Westpac shares tumble on lower Q1 profit, margins
More news: Shares in Westpac tumbled nearly 6% to $32.70 after the banking major reported a 9% drop in December quarter profit to $1.7 billion and said core net interest margin was down 2 basis points to 1.81%. The lender attributed the decline to a number of one-off notable items in the quarter.
UBS analyst John Storey said the trading update appeared "slightly soft" relative to market expectations, especially on the revenue line.
"Westpac is calling out a provision release in Business Banking in Q4 24 that inflated the base. On this basis, and stripping out hedging, revenue excluding notables is +2%. Overall costs trending better relative to consensus (seasonally lower investment spend) and expected credit losses lower (5bps)," he said in a note.
Westpac posts $1.7b quarterly profit, margins dip
The news: Australia’s second biggest lender Westpac has reported a dip in December quarter profit to $1.7 billion, with cost of living pressures and high interest rates continuing to be a challenge for customers.
The numbers: The lender posted unaudited net profit of $1.7 billion for the three months to December, 9% lower than the quarterly average over the previous 6 months. Its core net interest margin was down 2 basis points to 1.81%, while net interest income decreased 6% to $4.5 billion.
The context: Westpac said excluding one-off notable items, its unaudited net profit was up 3% to $1.9 billion. The bank reported loan growth of $13.4 billion, including home loans up 2%, business loan growth of 3% and institutional loan growth of 6%.

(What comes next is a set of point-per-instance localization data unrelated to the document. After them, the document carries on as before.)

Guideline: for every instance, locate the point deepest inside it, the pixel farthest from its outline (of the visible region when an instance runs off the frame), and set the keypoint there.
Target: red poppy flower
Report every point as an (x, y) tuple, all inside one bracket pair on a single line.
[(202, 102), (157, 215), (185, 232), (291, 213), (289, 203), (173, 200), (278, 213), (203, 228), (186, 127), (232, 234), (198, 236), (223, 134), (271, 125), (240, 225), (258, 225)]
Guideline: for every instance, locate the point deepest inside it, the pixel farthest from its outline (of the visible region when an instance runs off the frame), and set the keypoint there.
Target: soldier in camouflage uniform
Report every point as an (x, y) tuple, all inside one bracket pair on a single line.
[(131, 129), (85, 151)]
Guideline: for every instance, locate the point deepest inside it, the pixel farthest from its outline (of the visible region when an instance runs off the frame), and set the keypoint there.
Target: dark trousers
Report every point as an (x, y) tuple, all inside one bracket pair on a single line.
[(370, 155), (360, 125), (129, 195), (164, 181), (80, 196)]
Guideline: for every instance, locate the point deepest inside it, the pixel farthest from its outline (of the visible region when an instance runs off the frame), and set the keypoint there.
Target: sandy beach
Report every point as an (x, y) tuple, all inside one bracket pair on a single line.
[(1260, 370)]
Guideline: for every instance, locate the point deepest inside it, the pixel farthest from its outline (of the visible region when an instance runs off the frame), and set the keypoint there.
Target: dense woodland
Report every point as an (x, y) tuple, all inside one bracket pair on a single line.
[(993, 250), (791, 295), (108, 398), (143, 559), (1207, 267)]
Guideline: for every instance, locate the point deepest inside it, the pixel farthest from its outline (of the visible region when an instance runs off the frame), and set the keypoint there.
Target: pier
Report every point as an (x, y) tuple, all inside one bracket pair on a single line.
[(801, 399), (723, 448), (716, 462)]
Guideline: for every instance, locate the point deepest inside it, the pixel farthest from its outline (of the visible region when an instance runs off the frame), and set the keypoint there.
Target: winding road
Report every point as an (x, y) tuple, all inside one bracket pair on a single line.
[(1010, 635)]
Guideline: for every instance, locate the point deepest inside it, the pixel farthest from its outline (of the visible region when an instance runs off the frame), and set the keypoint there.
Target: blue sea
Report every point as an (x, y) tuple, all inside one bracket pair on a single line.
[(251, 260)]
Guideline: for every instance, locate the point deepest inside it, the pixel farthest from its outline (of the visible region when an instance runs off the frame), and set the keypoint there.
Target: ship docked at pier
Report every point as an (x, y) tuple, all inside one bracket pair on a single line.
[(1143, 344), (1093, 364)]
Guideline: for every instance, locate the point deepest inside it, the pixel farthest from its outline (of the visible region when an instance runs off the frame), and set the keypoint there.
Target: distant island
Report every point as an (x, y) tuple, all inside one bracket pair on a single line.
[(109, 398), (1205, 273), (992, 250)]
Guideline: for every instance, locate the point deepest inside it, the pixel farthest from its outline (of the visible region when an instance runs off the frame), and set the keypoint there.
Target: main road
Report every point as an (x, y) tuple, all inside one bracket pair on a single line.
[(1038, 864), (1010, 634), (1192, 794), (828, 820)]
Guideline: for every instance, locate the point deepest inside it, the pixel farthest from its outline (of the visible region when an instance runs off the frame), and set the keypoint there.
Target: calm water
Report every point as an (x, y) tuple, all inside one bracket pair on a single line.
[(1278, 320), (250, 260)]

What they said: CEO Anthony Miller said cost of living pressures and high interest rates remain challenging for some customers while many businesses face cost pressures and lower demand. “Encouragingly, inflation has eased and we could see the Reserve Bank of Australia reduce the cash rate as early as tomorrow. This should provide some relief to households and, over time, support business activity,” he said.